Ее ноги чуть притомились от бега, но мысли все работали и работали быстрее прежнего.

«И зачем приехали эти графы сюда весной… Десять лет не наезжали… И вдруг как снег на голову: и граф, и графиня, и дети! Точно с неба упали… Ожило Розовое… И какое имя-то глупое усадьбе дали! – возмущалась мысленно Ксаня… – Отчего не Белое, не Зеленое, не Рыжее? Ляд их разберет! Правда, графиня, говорят, до смертушки розы любит и их вокруг дома тьма-тьмущая, страсть сколько! Оттого будто бы и „Розовым“ прозвали!»

Ксаня повела носом и характерно фыркнула. Она помнила, что усадьбу, как и соседнюю с ней деревню, звали, пока она стояла заколоченная и пустая, Соневкой, а тут вот поди ж ты, Розовое откуда-то взялось!

Ксаня злилась. Ей хотелось взглянуть на праздник хоть издали, не подходя близко, а теперь все кончено – рухнули ее мечты! Теперь, когда граф догадался, кто их спаситель, он будет искать ее, найдет и… Умрет со стыда перед важными господами она – Ксаня…
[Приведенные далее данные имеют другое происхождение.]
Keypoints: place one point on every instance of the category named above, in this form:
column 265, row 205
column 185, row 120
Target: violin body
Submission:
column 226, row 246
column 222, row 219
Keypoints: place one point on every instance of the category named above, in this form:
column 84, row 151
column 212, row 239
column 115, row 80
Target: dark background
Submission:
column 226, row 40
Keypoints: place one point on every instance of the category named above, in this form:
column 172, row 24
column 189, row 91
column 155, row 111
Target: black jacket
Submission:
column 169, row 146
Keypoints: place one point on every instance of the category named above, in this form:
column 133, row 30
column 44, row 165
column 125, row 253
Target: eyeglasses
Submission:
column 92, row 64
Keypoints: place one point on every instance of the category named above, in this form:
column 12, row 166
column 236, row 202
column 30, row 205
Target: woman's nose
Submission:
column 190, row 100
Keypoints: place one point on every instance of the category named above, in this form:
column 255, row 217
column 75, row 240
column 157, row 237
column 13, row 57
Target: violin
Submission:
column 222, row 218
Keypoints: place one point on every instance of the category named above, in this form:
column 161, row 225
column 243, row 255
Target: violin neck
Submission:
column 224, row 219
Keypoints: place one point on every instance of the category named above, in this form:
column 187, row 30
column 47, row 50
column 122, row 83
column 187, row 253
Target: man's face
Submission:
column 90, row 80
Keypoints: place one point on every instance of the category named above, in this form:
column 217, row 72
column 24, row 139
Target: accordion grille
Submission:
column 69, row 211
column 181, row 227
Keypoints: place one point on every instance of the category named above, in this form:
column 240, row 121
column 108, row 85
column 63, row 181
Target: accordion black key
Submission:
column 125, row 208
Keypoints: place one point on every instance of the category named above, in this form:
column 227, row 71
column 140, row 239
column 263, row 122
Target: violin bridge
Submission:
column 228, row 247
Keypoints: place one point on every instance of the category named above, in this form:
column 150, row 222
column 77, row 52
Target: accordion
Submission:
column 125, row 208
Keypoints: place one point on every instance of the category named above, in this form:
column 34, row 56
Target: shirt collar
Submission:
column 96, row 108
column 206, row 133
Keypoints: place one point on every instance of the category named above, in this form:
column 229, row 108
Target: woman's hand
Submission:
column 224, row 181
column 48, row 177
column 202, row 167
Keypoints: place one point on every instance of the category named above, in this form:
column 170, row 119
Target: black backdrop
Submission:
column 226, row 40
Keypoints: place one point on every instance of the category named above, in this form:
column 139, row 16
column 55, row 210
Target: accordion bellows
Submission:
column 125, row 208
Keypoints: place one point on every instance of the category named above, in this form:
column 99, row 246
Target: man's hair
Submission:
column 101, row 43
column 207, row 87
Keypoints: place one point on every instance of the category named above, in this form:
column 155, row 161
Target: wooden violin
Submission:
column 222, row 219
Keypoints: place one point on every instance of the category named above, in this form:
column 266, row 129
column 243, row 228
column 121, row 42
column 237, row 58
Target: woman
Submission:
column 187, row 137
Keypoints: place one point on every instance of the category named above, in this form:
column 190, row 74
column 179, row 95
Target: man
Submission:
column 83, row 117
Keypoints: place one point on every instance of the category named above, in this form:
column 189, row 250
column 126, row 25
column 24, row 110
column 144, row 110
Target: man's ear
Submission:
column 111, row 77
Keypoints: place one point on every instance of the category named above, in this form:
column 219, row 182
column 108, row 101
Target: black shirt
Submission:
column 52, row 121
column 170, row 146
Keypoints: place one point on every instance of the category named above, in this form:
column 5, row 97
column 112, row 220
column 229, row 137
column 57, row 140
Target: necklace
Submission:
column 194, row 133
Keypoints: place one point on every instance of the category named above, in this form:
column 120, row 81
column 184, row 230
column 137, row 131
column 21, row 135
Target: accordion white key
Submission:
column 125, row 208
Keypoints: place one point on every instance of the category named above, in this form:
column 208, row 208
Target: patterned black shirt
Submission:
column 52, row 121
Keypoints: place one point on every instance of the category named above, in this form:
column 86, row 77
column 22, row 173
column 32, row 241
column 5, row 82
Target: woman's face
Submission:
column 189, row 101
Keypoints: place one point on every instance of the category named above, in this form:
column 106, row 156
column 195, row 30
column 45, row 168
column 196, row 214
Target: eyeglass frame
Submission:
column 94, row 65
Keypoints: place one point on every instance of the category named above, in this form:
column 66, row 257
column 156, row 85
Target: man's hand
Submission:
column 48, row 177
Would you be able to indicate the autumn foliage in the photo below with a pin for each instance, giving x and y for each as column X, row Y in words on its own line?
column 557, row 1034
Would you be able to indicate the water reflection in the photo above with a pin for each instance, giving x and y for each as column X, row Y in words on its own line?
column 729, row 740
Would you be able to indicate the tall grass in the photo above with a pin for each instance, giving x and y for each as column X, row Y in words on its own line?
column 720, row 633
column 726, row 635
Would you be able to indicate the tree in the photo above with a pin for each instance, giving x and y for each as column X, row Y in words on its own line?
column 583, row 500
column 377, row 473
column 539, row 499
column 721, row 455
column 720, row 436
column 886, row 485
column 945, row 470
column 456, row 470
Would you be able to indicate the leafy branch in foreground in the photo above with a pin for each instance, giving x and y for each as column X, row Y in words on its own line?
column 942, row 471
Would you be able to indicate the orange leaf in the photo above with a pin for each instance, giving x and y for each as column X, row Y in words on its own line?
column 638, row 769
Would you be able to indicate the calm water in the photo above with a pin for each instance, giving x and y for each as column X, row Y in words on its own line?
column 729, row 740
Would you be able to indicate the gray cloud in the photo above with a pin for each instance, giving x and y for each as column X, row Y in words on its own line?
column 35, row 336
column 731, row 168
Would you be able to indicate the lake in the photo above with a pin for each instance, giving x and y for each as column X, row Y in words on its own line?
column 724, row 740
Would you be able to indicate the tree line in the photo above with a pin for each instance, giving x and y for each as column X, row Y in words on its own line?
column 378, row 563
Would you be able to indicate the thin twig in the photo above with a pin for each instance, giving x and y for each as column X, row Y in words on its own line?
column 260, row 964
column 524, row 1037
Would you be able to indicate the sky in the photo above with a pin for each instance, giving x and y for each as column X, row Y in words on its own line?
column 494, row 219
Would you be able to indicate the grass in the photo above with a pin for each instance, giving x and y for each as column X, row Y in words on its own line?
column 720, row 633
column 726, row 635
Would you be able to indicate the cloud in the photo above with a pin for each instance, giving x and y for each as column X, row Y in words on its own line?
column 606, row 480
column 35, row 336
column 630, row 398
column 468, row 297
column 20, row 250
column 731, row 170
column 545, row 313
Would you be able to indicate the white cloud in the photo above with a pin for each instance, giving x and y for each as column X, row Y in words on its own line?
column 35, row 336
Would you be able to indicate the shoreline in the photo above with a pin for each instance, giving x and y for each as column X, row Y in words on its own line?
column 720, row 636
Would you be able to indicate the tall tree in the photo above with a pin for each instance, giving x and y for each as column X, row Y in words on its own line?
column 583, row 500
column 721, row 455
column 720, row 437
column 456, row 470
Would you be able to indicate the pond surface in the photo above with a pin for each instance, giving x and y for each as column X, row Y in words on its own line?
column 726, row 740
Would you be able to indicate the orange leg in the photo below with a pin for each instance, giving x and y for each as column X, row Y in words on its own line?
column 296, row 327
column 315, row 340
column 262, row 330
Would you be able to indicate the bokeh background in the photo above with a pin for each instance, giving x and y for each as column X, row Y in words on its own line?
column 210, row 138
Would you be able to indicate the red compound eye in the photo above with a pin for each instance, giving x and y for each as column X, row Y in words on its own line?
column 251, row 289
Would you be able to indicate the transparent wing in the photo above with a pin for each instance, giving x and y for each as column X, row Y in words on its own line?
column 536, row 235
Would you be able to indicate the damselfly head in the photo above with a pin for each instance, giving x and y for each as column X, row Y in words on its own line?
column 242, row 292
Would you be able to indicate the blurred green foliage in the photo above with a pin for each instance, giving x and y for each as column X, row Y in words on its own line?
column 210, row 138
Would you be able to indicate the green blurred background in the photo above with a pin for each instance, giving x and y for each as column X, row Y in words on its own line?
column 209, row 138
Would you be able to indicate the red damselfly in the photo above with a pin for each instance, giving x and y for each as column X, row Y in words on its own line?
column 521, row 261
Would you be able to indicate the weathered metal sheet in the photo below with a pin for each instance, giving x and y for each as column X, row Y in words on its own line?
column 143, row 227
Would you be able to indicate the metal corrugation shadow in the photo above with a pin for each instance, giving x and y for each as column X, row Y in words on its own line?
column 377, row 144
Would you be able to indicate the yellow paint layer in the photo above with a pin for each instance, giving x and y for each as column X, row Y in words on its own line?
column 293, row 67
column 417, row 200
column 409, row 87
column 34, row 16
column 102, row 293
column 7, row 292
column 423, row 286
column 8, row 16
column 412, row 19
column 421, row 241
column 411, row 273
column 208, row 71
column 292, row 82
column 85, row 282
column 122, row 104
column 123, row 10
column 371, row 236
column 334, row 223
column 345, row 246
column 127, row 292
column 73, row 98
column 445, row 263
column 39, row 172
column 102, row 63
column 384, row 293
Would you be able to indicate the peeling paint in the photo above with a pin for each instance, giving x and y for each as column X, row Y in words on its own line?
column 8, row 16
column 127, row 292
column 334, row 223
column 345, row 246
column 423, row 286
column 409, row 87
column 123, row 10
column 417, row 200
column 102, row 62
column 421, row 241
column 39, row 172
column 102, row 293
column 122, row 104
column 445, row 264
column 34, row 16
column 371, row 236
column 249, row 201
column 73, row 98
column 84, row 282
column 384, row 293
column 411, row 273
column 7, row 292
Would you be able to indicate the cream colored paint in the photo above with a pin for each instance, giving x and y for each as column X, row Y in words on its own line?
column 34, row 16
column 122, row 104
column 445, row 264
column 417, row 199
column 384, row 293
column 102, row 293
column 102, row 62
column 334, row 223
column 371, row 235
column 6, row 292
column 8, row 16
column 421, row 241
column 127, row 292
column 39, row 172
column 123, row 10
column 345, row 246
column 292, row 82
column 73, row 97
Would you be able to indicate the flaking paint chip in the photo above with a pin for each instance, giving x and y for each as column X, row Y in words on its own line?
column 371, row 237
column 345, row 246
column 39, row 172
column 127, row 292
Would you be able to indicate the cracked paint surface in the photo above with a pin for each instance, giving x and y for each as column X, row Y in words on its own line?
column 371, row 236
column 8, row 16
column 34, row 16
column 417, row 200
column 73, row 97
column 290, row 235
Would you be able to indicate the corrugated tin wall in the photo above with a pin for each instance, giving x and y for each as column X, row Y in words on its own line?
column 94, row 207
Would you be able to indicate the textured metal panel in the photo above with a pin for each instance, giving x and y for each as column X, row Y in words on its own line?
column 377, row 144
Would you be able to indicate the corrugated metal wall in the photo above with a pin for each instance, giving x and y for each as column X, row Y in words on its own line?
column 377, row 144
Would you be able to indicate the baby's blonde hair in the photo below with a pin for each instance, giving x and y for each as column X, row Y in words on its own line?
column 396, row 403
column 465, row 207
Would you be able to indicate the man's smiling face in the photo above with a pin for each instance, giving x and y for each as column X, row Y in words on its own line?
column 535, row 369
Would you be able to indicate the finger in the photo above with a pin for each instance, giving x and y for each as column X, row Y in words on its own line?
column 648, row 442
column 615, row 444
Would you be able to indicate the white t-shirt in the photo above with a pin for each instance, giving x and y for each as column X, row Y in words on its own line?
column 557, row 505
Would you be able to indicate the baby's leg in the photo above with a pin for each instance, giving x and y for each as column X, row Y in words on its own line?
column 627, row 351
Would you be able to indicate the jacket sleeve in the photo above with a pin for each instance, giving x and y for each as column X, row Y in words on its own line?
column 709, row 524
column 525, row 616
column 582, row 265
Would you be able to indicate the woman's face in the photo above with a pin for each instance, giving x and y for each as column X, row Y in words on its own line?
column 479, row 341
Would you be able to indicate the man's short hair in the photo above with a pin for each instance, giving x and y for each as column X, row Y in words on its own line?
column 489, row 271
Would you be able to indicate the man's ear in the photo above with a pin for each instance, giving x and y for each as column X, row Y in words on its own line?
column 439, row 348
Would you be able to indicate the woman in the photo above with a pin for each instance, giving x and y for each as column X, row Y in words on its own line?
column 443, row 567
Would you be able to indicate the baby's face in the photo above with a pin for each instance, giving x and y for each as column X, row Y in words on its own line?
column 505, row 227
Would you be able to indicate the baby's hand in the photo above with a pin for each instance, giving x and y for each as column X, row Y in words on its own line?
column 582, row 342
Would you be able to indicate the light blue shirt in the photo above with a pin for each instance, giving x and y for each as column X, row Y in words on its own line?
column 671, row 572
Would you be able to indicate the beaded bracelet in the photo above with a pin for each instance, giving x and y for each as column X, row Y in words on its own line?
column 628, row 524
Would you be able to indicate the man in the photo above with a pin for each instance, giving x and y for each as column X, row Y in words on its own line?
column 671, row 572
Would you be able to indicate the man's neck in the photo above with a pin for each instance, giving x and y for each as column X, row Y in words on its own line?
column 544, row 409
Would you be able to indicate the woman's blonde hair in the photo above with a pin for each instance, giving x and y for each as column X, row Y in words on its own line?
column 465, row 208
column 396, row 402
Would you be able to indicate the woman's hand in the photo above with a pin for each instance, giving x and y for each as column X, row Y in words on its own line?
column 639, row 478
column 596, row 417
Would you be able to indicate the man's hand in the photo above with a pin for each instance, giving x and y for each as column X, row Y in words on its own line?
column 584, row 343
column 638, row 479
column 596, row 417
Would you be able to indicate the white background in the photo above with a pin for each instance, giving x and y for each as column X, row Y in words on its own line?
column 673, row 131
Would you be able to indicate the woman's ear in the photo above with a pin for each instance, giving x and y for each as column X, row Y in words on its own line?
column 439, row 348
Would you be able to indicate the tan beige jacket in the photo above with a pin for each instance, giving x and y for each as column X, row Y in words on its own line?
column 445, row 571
Старый лес понемногу темнел… Серебристая роса покрыла бриллиантовыми блестками цветы и былинки… Еще тише стало кругом… Деревья теряли в темноте свои определенные очертания и казались огромными фантастическими существами. Ксаня притихла, зачарованная этой молчаливой лаской леса. В такие минуты смуглая девочка и великаны-деревья, и робкие цветики-былинки как будто заключали между собой красивый и тесный дружеский союз…

Влажная трава нежно льнула к разгоревшемуся личику, освежая его. Вершины деревьев шептали что-то чуть слышно… И разгоряченному воображению лесной девочки стал мерещиться призрак тонкий и воздушный, скользивший к ней навстречу легкой поступью, шелестя по старым опавшим прошлогодним листьям и мху…

– Мама! Мама! – срывается дрожащими звуками с губ лесовички. – Мама! Мама!

Ксаня протягивает руки вперед… Она чувствует приближение чего-то светлого и радостного, как сладкий сон юности… Знакомый шелест… Нежный шелест… Но голоса не слышно… Лица не видно. Да Ксаня его и не помнит, не знает… К ужасу своему не знает, забыла дорогое лицо… Но она ждет, ждет со сладкой надеждой, вся трепет, вся радость, вся ожидание… Она ожидает ту, к которой так странно влечет ее сердце… Ей мало понятно это чувство, но знакомо, знакомо без конца… Она часто так ожидает свою мать в тишине зачарованных летних ночей… Может быть, это любовь? Но она, Ксаня, не умеет любить… Она лесовичка… У нее сердце мохнатое, «в шерсти», как говорят те, кто ее ненавидит…

Ох, хоть бы увидать, хоть бы вспомнить ее лицо, волосы, глаза!

И целыми часами она ждет и думает про «нее», про свою маму…

– Мама! Мама! Где ты?

Молчат старые дубы… Молчит лес…

Вдруг странный шипящий звук, точно выстрел…

В одну минуту Ксаня на ногах.

Грез как не бывало!

Что это? Со стороны графской усадьбы светло… Точно зарево пожара стелется по лужайке. Какой странный пурпуровый огонь! А в черное небо летит змея, длиннохвостая, яркая, горящая, как факел. Взлетела до темных облаков, зловеще шипя и взвиваясь дугой, и посыпались звезды от ее хвоста, яркие, горючие, дивно светлые, как солнце или огонь!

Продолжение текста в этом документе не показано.